La Coupe du monde de football 2026 approche (11 juin-19 juillet) dans un contexte politique électrique aux États-Unis, l’un des trois pays hôtes de la compétition avec le Mexique et le Canada. Ainsi, plus de 120 associations américaines, parmi lesquelles l’influente organisation des droits civiques ACLU, alertent sur les risques de « violations » des droits des voyageurs étrangers lors de leur séjour aux États-Unis à l’occasion du Mondial.

« Les fans, les joueurs, les journalistes comme d’autres visiteurs (…) pourraient subir des violations importantes de leurs droits alors que le gouvernement Trump double la mise sur son programme draconien anti-immigration et anti-droits humains », écrit dans un communiqué l’ACLU. L’organisation appelle la Fédération internationale de football, dont le président Gianni Infantino affiche régulièrement sa proximité avec Donald Trump, à « faire pression » sur le gouvernement américain.
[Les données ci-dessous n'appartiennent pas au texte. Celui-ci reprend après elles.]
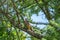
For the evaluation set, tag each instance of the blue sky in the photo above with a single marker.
(40, 18)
La Fifa assure veiller au grain

Les visiteurs étrangers qui viendraient aux États-Unis pour le Mondial (11 juin-19 juillet) s’exposent notamment, selon les signataires, à « un refus arbitraire d’entrée sur le territoire, un risque d’arrestation et de détention et/ou d’expulsion (…), un filtrage intrusif des médias sociaux et des contrôles des appareils électroniques, l’application violente et anticonstitutionnelle de la loi sur l’immigration, dont des contrôles au faciès » ainsi qu’à un « traitement cruel, inhumain et dégradant – et même la mort – en détention par l’ICE », le Service de l’immigration et des douanes américain.

« Il est plus que grand temps que la Fifa utilise son influence pour demander des changements significatifs de politique et des assurances fermes, afin que les gens se sentent en sécurité en voyageant et pendant les matches », a expliqué Jamil Dakwar, responsable des droits humains à l’ACLU.

L’instance mondiale du football assure dans un communiqué que « conformément à l’article 3 des statuts de la Fifa », celle-ci « s’engage à respecter tous les droits humains reconnus au niveau international et s’efforce de promouvoir la protection de ces droits ».

Une procédure accélérée pour obtenir un visa

Elle souligne que plusieurs documents liés à la Coupe du monde 2026 ainsi que « la création d’un groupe consultatif sur les droits humains (…) composé d’experts indépendants et la large promotion du mécanisme de recours de la Fifa en matière de droits humains, constituent autant de preuves de l’engagement de (l’instance) en faveur des droits humains dans l’ensemble des activités clés et auprès de tous les acteurs liés au tournoi. »

La majorité des matches (78 sur 104) se disputeront aux États-Unis. Quatre pays qualifiés – l’Iran, Haïti, le Sénégal et la Côte d’Ivoire – pourraient ne pas pouvoir compter sur leurs supporters en raison des interdictions de voyager imposées par le gouvernement américain alors que Donald Trump a fait de la politique anti-immigration le cœur de son second mandat.

Ces mesures, assure Washington, n’affectent pas les visas de tourisme, donc les supporters en possession de billets. La Fifa a également mis en place une procédure accélérée pour un rendez-vous au consulat pour les demandes de visa, mais sans garantie de l’obtenir. De nombreux supporters craignent aussi de se rendre aux États-Unis cet été à cause des raids de l’ICE, chargée d’arrêter et expulser les ressortissants étrangers illégaux.